Registration Dossier

Administrative data

Description of key information

The test substance is non toxic after single oral exposure (LD50, rat: > 2000 mg/kg bw).

Key value for chemical safety assessment

Acute toxicity: via oral route

Link to relevant study records
Reference
Endpoint:
acute toxicity: oral
Type of information:
experimental study
Adequacy of study:
key study
Study period:
April 1996
Reliability:
1 (reliable without restriction)
Rationale for reliability incl. deficiencies:
other: GLP study
Qualifier:
according to
Guideline:
OECD Guideline 401 (Acute Oral Toxicity)
Deviations:
no
GLP compliance:
yes
Test type:
acute toxic class method
Limit test:
yes
Species:
rat
Strain:
other: Hsd Cpb: WU
Sex:
male/female
Details on test animals and environmental conditions:
TEST ANIMALS
- Source: Harlan Winkelmann, Borchen, Germany
- Strain: Hsd Cpb:WU (SPF)
- Age at study initiation: no data
- Mean weight at study initiation: 192 g - 224 g (males) or 169 g - 190 g (females)
- Housing: in groups of 5 animals
- Diet: ad libitum
- Water: ad libitum
- Acclimation period: at least 5 days

ENVIRONMENTAL CONDITIONS
- Temperature (°C): 21 - 24
- Humidity (%): 30 - 70
- Air changes (per hr): no data
- Photoperiod (hrs dark / hrs light): 12 / 12
Route of administration:
oral: gavage
Vehicle:
other: 0.5% (v:v) aqueous tylose
Details on oral exposure:
- Application volume: 20 mL/kg bw

Doses:
2000 mg/kg
No. of animals per sex per dose:
5
Control animals:
no
Details on study design:
- Duration of observation period following administration: 14 days
- Frequency of observations and weighing: several times on the day odf administration and subsequently at least once daily (clinical signs, mortality) or once weekly (weight gain)
- Necropsy of survivors performed: yes
Statistics:
none (limit test)
Sex:
male/female
Dose descriptor:
LD50
Effect level:
> 2 000 mg/kg bw
Based on:
test mat.
Mortality:
No animal died after administration of 2000 mg/kg bw.
Clinical signs:
No clinical signs were observed.
Body weight:
Body weight development was not affected.
Gross pathology:
No gross pathological findings were observed.
Other findings:
none
Executive summary:

In the acute toxicity study performed 1996 according to OECD TG 423 the test substance was untoxic with a LD50 value > 2000 mg/kg bw in rats. The oral administration of the test substance by gavage to male and female rats at the limit-dose of 2000 mg/kg was tolerated without mortalities, effects on body weight gain or gross pathological findings in both sexes.

Endpoint conclusion
Endpoint conclusion:
no adverse effect observed
Dose descriptor:
discriminating dose
Value:
2 000 mg/kg bw
Quality of whole database:
The study is GLP compliant

Acute toxicity: via inhalation route

Endpoint conclusion
Endpoint conclusion:
no study available

Acute toxicity: via dermal route

Endpoint conclusion
Endpoint conclusion:
no study available

Additional information

In the acute toxicity study performed 1996 according to OECD TG 423 the test substance was untoxic with a LD50 value > 2000 mg/kg bw in rats.The oral administration of the test substance by gavage to male and female rats at the limit-dose of 2000 mg/kg was tolerated without mortalities, effects on body weight gain or gross pathological findings in both sexes.

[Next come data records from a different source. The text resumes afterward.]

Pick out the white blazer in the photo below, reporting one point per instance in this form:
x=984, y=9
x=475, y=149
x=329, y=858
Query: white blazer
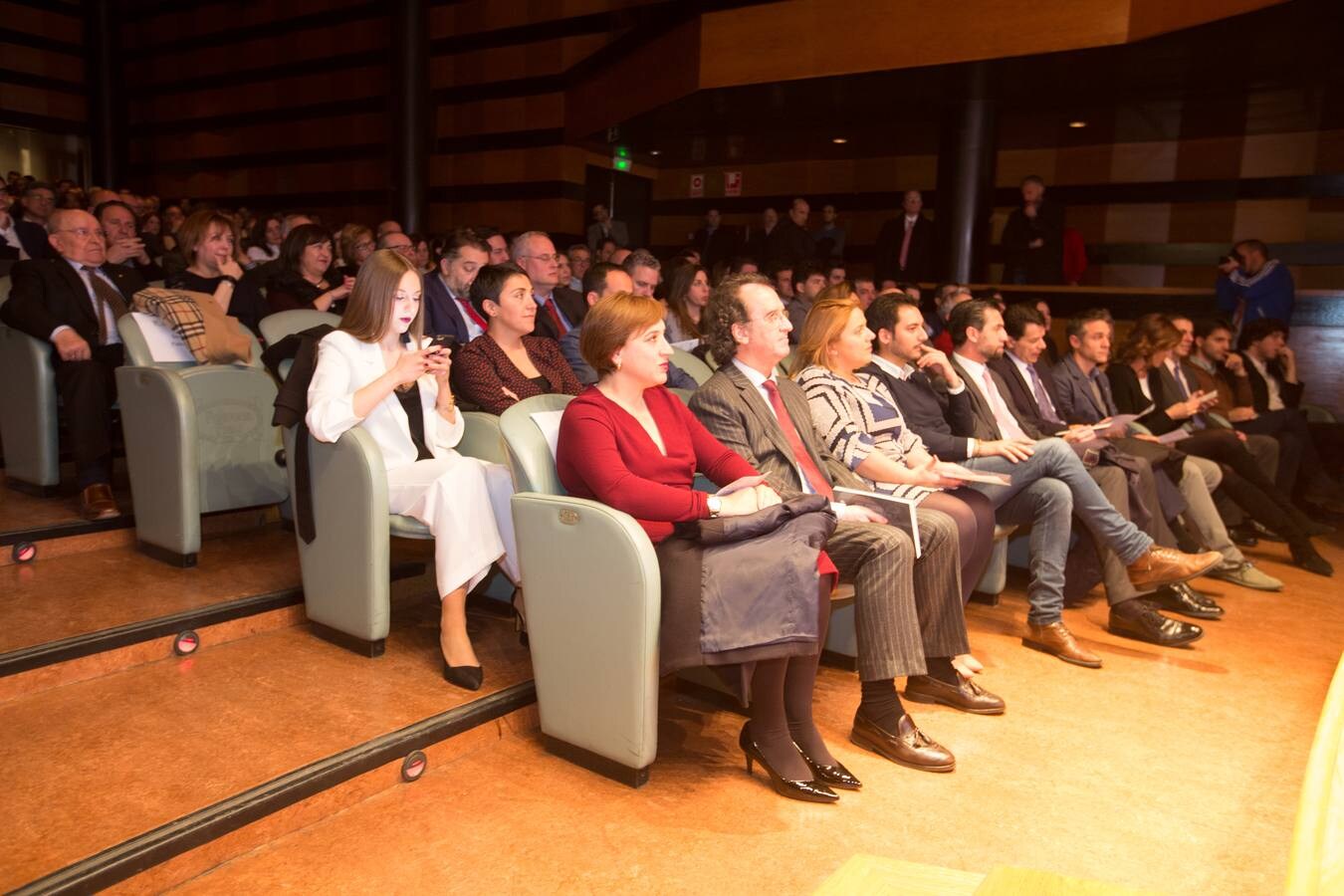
x=345, y=365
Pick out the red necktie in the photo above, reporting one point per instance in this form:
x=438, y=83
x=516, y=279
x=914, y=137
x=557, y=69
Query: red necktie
x=799, y=450
x=556, y=318
x=905, y=245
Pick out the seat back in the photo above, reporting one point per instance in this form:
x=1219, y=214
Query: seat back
x=529, y=449
x=27, y=406
x=281, y=324
x=698, y=369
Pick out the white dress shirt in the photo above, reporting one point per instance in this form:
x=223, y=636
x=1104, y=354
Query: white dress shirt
x=984, y=381
x=108, y=316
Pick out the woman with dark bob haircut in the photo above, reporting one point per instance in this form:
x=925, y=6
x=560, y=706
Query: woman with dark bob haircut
x=756, y=608
x=306, y=278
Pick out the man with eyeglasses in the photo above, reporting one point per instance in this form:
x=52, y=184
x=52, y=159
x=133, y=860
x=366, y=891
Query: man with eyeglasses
x=30, y=219
x=560, y=308
x=74, y=301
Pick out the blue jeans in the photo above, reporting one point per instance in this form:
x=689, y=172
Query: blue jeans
x=1045, y=491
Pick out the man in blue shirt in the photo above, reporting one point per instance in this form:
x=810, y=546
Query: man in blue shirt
x=1256, y=287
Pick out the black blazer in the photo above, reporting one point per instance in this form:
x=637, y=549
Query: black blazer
x=943, y=421
x=47, y=293
x=920, y=258
x=571, y=305
x=1018, y=395
x=1290, y=392
x=1131, y=399
x=987, y=427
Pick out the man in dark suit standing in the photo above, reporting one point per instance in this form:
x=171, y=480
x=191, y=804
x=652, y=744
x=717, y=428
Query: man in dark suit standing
x=1033, y=238
x=560, y=308
x=790, y=243
x=910, y=618
x=715, y=241
x=448, y=308
x=903, y=251
x=74, y=301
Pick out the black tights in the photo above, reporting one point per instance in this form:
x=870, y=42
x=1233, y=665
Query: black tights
x=782, y=704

Justification for selection of acute toxicity – oral endpoint
There are identical LD50 values for mouse and rat available. The rat study was selected because the preferred test species for evaluation of acute toxicity by the oral route is the rat.

Justification for classification or non-classification

Based on the study results a classification according to Directive 67/548/EEC or Regulation (EC) No. 1272/2008 (CLP) is not warranted.